As in other East-bloc nations, the KGB runs training camps in Bulgaria. One such center, according to another former DS colonel, is located near Birimirtsi, seven miles north of Sofia. Disguised as a pig farm, the grounds include a four-story building in which agents are given instruction before their missions and debriefed afterward. The camp is reserved solely for foreigners, including Turks, Greeks, Palestinians and West Germans. Many recruits have police records and might welcome a new identity or might be blackmailed into performing odious tasks.

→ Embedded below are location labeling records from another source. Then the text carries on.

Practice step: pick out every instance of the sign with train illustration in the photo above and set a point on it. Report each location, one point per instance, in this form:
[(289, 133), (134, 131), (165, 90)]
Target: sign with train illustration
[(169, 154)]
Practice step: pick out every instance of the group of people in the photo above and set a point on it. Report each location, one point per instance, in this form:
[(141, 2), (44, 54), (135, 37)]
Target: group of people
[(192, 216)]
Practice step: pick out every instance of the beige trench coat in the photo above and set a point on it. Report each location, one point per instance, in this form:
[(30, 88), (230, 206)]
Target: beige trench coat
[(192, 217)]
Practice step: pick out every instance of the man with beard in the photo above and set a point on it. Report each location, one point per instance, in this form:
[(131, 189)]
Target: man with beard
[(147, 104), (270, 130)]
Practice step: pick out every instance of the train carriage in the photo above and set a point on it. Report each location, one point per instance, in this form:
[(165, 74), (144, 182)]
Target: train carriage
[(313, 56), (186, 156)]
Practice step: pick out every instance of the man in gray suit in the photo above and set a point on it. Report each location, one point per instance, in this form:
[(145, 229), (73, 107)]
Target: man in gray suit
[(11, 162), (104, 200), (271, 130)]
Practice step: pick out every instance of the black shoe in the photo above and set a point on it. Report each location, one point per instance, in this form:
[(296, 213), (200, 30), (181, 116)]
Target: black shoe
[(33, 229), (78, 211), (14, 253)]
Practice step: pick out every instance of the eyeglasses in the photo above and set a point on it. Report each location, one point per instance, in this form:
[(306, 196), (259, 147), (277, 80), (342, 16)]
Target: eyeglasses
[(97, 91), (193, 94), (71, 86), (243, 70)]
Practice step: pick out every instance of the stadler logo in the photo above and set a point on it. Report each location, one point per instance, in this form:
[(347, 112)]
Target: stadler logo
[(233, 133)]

The two agencies are so well integrated that in the late 1960s the head of the DS felt the need to establish a separate branch for the protection of Bulgarian agents only. As a countermove, the KGB decreed that another branch could bug or trail any member of the DS, including its chief. Western intelligence officials believe that in foreign cities the head of Balkantourist, the Bulgarian tourist office, works for the DS, while officials of Balkan Air, the state airline, work directly for the KGB. Says Sverdlev: "Since the Bulgarian security service is completely under the thumb of the Soviets, the real question is how the Russians use them."

For just about anything, according to Western intelligence officials. In the past, the Bulgarians have admitted sending arms to leftist insurgents or liberation movements in Angola, Viet Nam, Algeria, Mozambique and South Africa. Bulgarian ships and planes have been caught smuggling weapons into Lebanon, Yemen, Chile and Tanzania. Many of the deals are handled by government-sanctioned foreign-trade companies, notably a Sofia-based firm called Kintex.